An East Bay Urban Farm Tour: January 14

Photographer Rachel Stanich found a lush garden setting on a late-summer visit to the farm at Castlemont High School in East Oakland.
The East Bay has some of the most diverse and advanced urban ag projects in the country, and on this bus tour, you’ll get to visit and experience hands-on activities at six notable projects (plus enjoy a plant-based lunch with seasonal ingredients). You’ll see how urban agriculture goes far beyond backyard gardens and community plots into producing healthy food, jobs, ownership, healthy environments, and food literacy in communities that nurture them.
This bus tour is a pre-conference event for EcoFarm, the West Coast’s premier organic and regenerative farming conference, which is scheduled for January 19-22, 2022, with in-person sessions at Asilomar Conference Center in Pacific Grove. This annual gathering of agriculturalists works to advance just and ecological farming and food systems with visionary keynote speakers, skill-building workshops, an expo, seed swaps, networking, and pre-conference events like the East Bay Farm Tour described in this post. Find info on the main conference here, but you don’t need to sign up for the whole conference to participate in the East Bay Urban Farm Tour only.
Bay Area Urban Farms Bus Tour
Date/Times: Friday, January 14, 2022. Arrival: 8:30am at the MacArthur BART station. Hot tea and biscuits will be provided. Bus Departs: 9am sharp, returning around 5pm. Parking is available at MacArthur BART Parking on Level 5 and 6 for a fee.
Cost: $105 (includes lunch)
Info and registration: here
Farms featured on the Bay Area Urban Farms Bus Tour include:
Spiral Gardens in South Berkeley strives to model and enable a healthy alternative to our current food economy. For almost two decades this nonprofit has been part of the ever-growing movement to recreate a resilient and local food system that ties people directly to their sources of sustenance. Spiral Gardens’s mission is to improve community health and sustainability by providing access to nutritious and affordable produce, promoting a strong local food system, and encouraging productive use of urban soil.
This 15-year-old project in Richmond inspires, hires, and trains local residents to cultivate agriculture, feed the community, and restore relationships to land to build a more sustainable food system within a just and healthier community. It utilizes seven school and community gardens and small urban farms to teach and employ community members to grow, distribute, cook, and consume thousands of pounds of local produce each year, and to create a more equitable and just food system.
In this educational space on a large high school campus in East Oakland, participants work to dismantle the racist dehumanizing impacts of colonialism on indigenous people of melanated skin throughout the world. The work fosters and builds healthy, sustainable, and thriving collaborative communities. The 1.5-acre education and production space hosts multiple youth-led social enterprises.

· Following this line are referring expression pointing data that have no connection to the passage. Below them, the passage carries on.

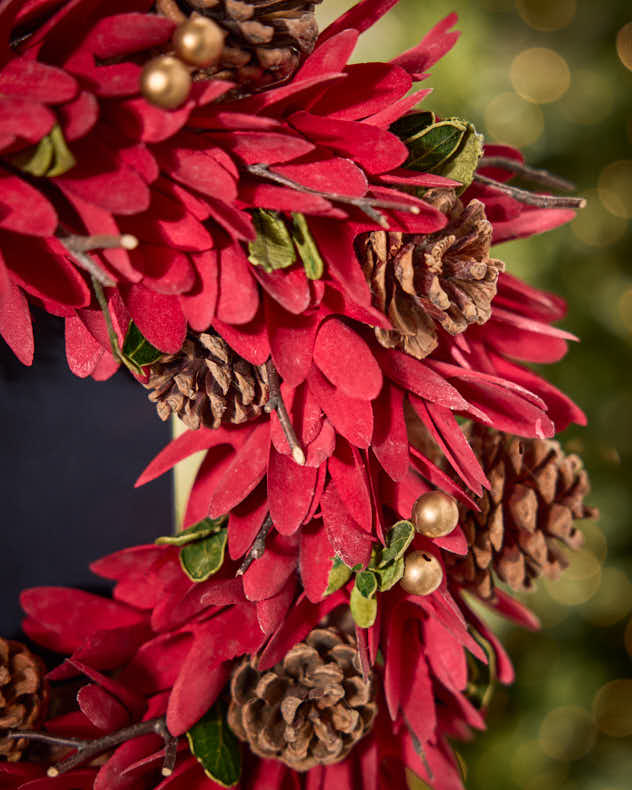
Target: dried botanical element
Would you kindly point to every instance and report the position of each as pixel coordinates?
(23, 694)
(308, 710)
(265, 39)
(207, 384)
(537, 492)
(444, 278)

Since 2009, this grassroots organization has been empowering people impacted by mass incarceration and other social inequities with the skills and resources to cultivate food sovereignty, economic justice, and community healing. Over the past decade, the Planting Justice team has built more than 550 gardens throughout the Bay Area, and sustained educational programming in high schools and sites of incarceration. In 2018, Planting Justice rematriated their land back to an Indigenous women-led organization, Sogorea Te Land Trust.
Farm the Roof
Check the EcoFarm Website for information coming soon.
This innovative garden-based nutrition program allows students and their families to learn how to grow organically and sustainably, using soil-building practices like food scrap composting, no-till planting, and/or vermiculture. They explore and practice quiet meditation, teamwork, and the importance of connecting with and caring for the land and each other. The program teaches principles of land stewardship, regenerative growing, water conservation, and how to share the earth’s bounty with each other in order to foster healthy lives and communities.